Mapping the Erasure

Human geographer Hashem Abushama sheds his light on the significance of understanding the multiple Palestian geographies and how it is a map without guarantees. Proposing the practice of reading and practicing countermaps that refute linear and colonial practices of time, he explores the ways in which counter-mapping can bring into focus the contingent and differentiated nature of settler colonial dispossession and fragmentation, as well as the embodied, spatial practices and processes of Palestinian return and freedom.  

Starting at al ‘Arub refugee camp in the West Bank and moving between the territories Israel occupied in 1948 and in 1967 as well as the Palestinian refugee camps, we see a geography unfold which remains prone to rupture and transformation. Hashem Abushama adresses the significance of understanding the multiple Palestinian geographies and how it is a map without guarantees: where there is neither a guarantee that settler colonialism’s intent to eliminate the Palestinians will succeed, nor a guarantee that Palestinians will take up a particular form of resistance. This already constitutes a socio-spatial practice that pays attention to rehearsals of Palestinian return in a context of genocidal violence and dispossession.  

But aren’t the production and erasure of maps part of the very same systems of power and exploitation? Why do alternative maps or counter maps matter? After his talk, Hashem Abushama will be joined in conversation by Annelys de Vet, Chiara de Cesari and Eleri Connick to discuss these questions and practices of resistance.  

About the speakers  

Hashem Abushama is an Associate Professor in Human Geography at the University of Oxford. He holds a DPhil in Human Geography and an MSc in Refugee and Forced Migration Studies from the University of Oxford, and a BA in Peace and Global Studies from Earlham College in the United States. He is also a EUME Fellow at the Forum Transregionale Studien in Berlin as well as a Senior Fellow at the Institute for Palestine Studies. He has authored several academic and journalistic articles on dispossession, arts, urbanization, the archives, and postcolonial Marxism. 

Annelys de Vet is a designer, researcher, and educator with a practice for long-term, participatory design projects that engage with social and political struggles. She is the founder of Subjective Editions, a publishing initiative that maps regions from the inside out through the perspectives of their inhabitants. She has also co-founded Disarming Design from Palestine, a platform for thought-provoking design that develops artisanal products from Palestine to convey alternative narratives about life under occupation. De Vet recently completed her PhD Disarming Desing, Politics of Participatory Practices at ARIA (Antwerp Research Institute for the Arts). Currently she teaches at Sint Lucas School of Arts in Antwerp at the Socio-Political masters context.  

Chiara De Cesari is Professor of Heritage, Memory and Cultural Studies, and Chair of Cultural Studies at the University of Amsterdam.
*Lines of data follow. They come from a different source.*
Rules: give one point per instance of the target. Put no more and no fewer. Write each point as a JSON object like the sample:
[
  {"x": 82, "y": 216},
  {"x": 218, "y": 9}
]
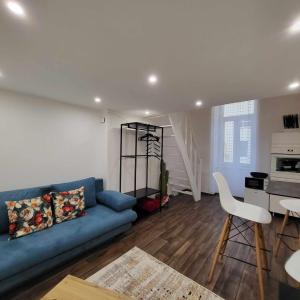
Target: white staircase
[{"x": 181, "y": 155}]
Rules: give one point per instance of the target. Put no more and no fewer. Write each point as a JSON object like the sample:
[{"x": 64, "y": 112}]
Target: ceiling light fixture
[
  {"x": 294, "y": 85},
  {"x": 198, "y": 103},
  {"x": 152, "y": 79},
  {"x": 295, "y": 27},
  {"x": 16, "y": 8}
]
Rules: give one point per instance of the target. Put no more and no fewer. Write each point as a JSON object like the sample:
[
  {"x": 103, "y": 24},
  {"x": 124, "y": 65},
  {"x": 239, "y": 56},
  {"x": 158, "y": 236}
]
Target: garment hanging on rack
[
  {"x": 154, "y": 149},
  {"x": 149, "y": 137}
]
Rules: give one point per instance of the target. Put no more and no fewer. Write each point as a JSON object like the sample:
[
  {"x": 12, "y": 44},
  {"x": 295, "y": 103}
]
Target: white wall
[
  {"x": 270, "y": 120},
  {"x": 43, "y": 142},
  {"x": 270, "y": 112}
]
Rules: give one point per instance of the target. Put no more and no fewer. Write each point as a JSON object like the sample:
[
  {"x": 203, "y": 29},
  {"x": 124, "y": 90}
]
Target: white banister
[{"x": 186, "y": 142}]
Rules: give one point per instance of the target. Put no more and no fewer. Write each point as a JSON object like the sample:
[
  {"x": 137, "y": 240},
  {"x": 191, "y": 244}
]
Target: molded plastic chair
[
  {"x": 246, "y": 211},
  {"x": 292, "y": 206}
]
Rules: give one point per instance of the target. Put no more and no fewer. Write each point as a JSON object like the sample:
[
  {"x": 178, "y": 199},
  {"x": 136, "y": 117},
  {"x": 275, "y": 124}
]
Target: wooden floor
[{"x": 184, "y": 237}]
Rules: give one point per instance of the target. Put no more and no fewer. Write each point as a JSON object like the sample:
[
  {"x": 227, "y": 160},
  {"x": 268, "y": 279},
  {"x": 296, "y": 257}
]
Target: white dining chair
[
  {"x": 292, "y": 206},
  {"x": 245, "y": 211}
]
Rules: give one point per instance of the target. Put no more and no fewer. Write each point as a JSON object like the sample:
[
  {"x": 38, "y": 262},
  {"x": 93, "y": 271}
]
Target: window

Her wide-ranging research explores how forms of memory, heritage, art, and cultural politics are shifting under contemporary conditions of post- and decoloniality, globalization and state transformation. An important strand of her research examines how artists and activists are reclaiming and reinventing cultural institutions. She is the author of Heritage and the Cultural Struggle for Palestine (Stanford UP, 2019), and co-editor of two key volumes in memory studies (Transnational Memory, de Gruyter, 2014; European Memory in Populism, Routledge, 2019). 
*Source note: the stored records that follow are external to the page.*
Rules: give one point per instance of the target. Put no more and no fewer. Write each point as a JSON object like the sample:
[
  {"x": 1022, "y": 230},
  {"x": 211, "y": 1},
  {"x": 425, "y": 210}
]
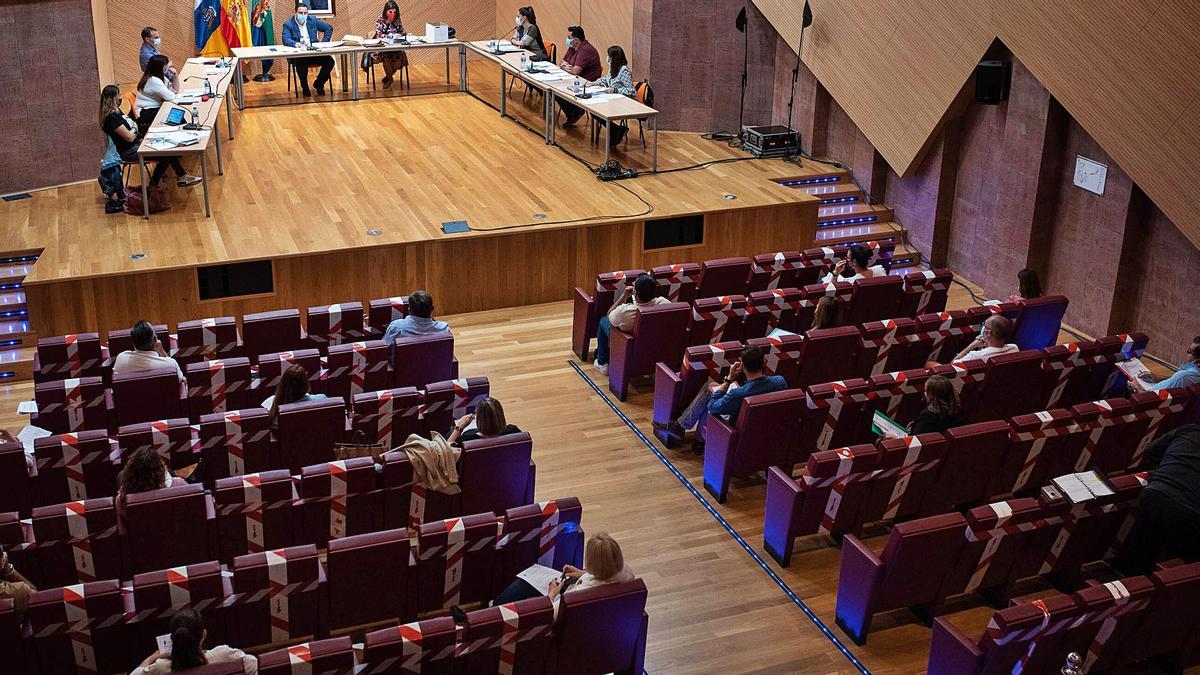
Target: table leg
[
  {"x": 145, "y": 190},
  {"x": 204, "y": 174}
]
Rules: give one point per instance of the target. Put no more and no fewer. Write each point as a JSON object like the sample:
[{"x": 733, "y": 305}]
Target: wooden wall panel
[
  {"x": 1126, "y": 71},
  {"x": 463, "y": 274},
  {"x": 173, "y": 18}
]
Eleri Connick (moderator) is a doctoral candidate at the University of Amsterdam’s School for Heritage, Memory and Material Culture. She was the PhD Fellow at Darat al Funun (Amman) February 2023 – July 2023. Her doctoral project titled: “The Materiality of Exile in Jordan: The Palestinian House”, proposes a radical conceptualisation of home and all that it can provoke to ground her work both conceptually and methodologically. 

The image is borrowed from Annelys de Vet’s The Subjective Atlas of Palestine (2013).